On 15/9/05 at 13:05 -0700, ModelCitizen wrote
danco Wrote:

 But "written with Windows in mind" not only would not suit me, but
 seems to me to be against the SlimDevices philosophy.
 That is, one of the virtues of SlimDevices approach is that it is
 cross-platform. As a Mac user (and others are Linux/Unix users) I
 chose the Squeezebox precisely because it was not Windows only.
 Possibly they could make more money designing for Windows only, but
 money is not the only criterion.
 Daniel Cohen

I just want a responsive application that plays my music. This is
primary. All the rest (open source, radio, screensavers, news) are
fripperies.


Hmm, perhaps. But what has altered my music listening is AlienBBC rather than SlimServer itself. I'm just as happy to use real CDs, but the ability to LIsten Again and to listen to local radio has really transformed things for me.

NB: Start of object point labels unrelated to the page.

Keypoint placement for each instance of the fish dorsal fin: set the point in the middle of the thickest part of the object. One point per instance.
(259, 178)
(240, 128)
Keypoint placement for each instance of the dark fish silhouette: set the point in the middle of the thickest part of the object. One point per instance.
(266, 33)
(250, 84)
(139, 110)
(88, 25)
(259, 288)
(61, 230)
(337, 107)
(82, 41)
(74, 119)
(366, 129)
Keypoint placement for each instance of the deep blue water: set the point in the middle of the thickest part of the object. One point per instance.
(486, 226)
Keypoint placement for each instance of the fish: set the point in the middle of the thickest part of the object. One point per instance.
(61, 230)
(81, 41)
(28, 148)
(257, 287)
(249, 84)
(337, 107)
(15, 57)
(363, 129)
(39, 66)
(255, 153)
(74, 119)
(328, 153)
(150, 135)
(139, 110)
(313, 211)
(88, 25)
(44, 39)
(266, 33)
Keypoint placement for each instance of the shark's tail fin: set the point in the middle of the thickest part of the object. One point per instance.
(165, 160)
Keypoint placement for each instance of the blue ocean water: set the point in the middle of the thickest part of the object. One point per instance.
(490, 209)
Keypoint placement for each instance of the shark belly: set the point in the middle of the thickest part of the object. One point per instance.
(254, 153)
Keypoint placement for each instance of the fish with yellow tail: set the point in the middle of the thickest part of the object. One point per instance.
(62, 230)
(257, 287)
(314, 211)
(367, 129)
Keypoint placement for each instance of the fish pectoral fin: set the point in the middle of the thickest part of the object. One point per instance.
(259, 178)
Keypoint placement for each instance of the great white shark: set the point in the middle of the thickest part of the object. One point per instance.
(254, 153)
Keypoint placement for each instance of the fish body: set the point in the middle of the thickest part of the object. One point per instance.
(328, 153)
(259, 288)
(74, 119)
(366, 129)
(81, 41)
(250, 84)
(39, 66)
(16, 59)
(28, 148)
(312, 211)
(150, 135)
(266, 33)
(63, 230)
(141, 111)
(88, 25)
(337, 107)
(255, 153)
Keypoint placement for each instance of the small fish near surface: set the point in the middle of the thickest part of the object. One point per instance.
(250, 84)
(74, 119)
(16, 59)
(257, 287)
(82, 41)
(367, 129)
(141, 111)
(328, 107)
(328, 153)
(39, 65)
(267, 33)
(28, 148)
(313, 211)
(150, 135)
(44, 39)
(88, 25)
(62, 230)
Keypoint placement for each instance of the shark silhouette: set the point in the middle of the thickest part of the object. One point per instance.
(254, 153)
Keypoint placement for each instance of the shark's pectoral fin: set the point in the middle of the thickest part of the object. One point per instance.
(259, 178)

I am convinced that applications designed in Perl do not work very
efficiently on Windows.

With this in mind I couldn't care a toss if it's open source or if I
have to pay more to get the thing I want (it's bound not to be much in
the scale of things). I just want it to do the basics, fast and
efficiently (yes, on Windows). Most apps written in C++ or .Net seem to
work pretty well in Windows, whereas apps designed in Perl and Java
(large overhead and flaky versioning) often lead to trouble (witness
original SoftSqueeze install messiness, Nokia phone app and even
Azureus).

The Squeezebox is a superb device but currrently I think the software
lets it down (as does the case, but at least I can change that).

I'm not objecting to you, or anyone else, using Windows. I hope there will be a version of SlimServer that works well and easily on Windows. But cross-platform is important to me, and to others. I don't want to be caught in a Windows dictatorship.